If You Know How to Count, Then Count on Yourself
Pensions once served as the bedrock of retirement planning. Unfortunately for younger folks, these are fast disappearing.
There are other demographic pressure factors to also consider, including longer lifespans for our elderly and fewer children being born today. As a result, the social security trust may be unable to pay full benefits as early as 2034 [2].
As financial security is no longer guaranteed through employer pensions and government programs, the quality of Millennials’ retirement rests squarely on their own shoulders.
Cash is Not King
About half of all Millennials invest for retirement [3]. Of this group, approximately a quarter identified cash as their favorite investment [4]. The reluctance to participate in the market and invest can have detrimental long-term consequences. Without a doubt, while investing in stocks entails greater volatility, stocks are the major vehicles of asset growth over long periods of time. The U.S. stock market has delivered an average annual return of around 10% since 1926 [5].

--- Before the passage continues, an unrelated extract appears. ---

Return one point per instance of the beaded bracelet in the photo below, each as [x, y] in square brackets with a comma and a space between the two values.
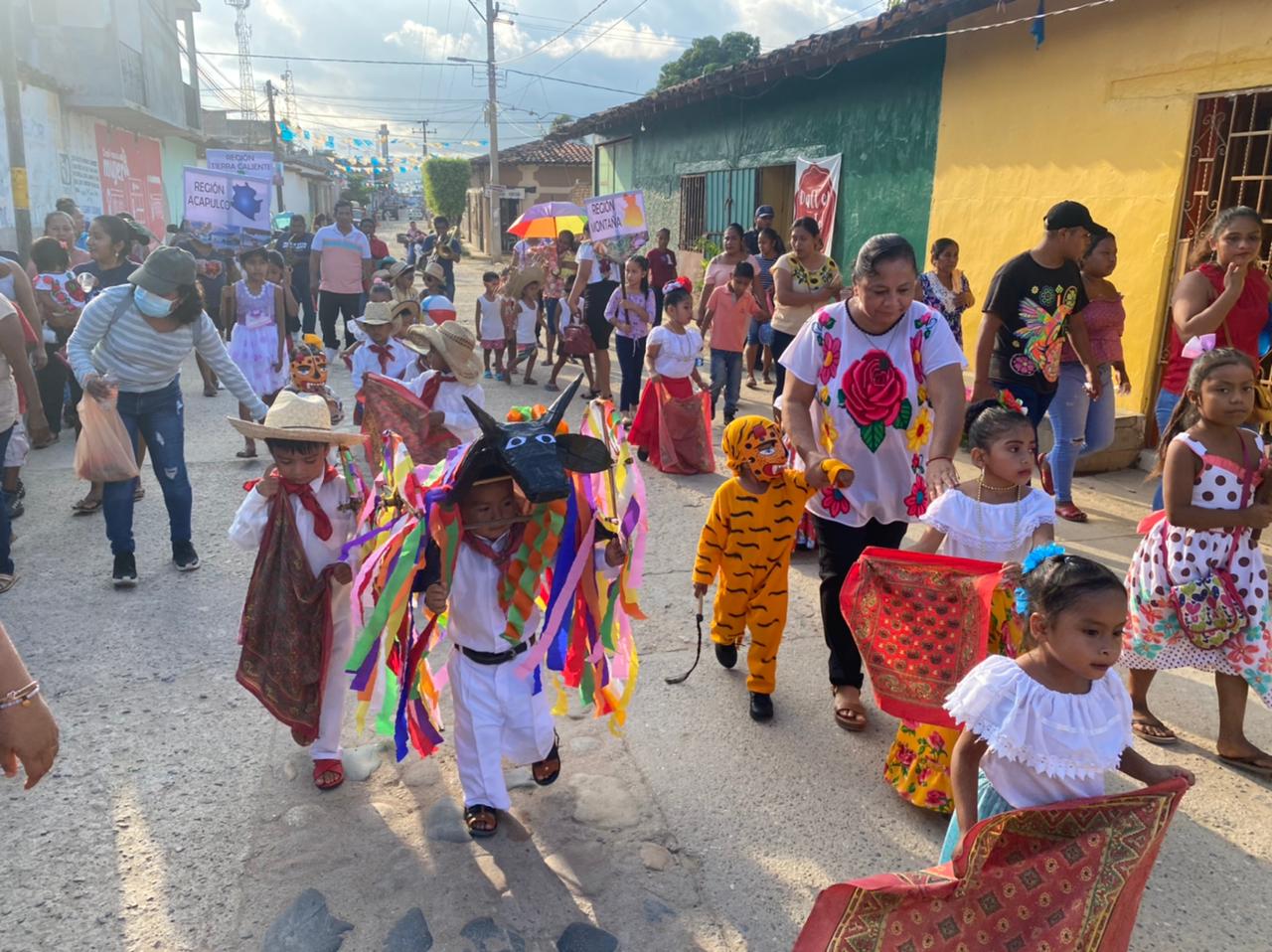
[19, 698]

Sitting on the sidelines in cash or skewing too heavily toward “safe” investments, like bonds, can mean millions of dollars lost for the Millennial generation.
Closing Remarks
There is a difference between risk tolerance and risk capacity. Millennials may have a low-risk tolerance, or appetite, which means the group may not be willing to emotionally accept risk and volatility. The group may have some scrapes and bruises related to their financial experiences, or they may feel too strapped to invest, which makes them more risk-averse. However, due to their age and long-time horizon, Millennials have a higher risk capacity. Risk capacity is the amount of risk and volatility one can financially withstand. Risk capacity is comprised of several factors, most notably the investment timeline. Young savers should weigh both risk tolerance and risk capacity as they determine the appropriate path forward. Remember, time is money.
[1] The Psychology of Money: Timeless Lessons on Wealth, Greed and Happiness by Morgan Housel.
[2] NPR.org - “A New Report Says the Covid Recession Has Pushed Social Security Up a Year”.
[3] Yahoo Finance - “43% of Millennials Arent’s Investing – And That’s a Problem”.
[4] The Balance - “How Millennials Can Invest $10,000”.
[5] Bankrate.com - “Time is on your side: A Guide to Start Investing with Confidence”.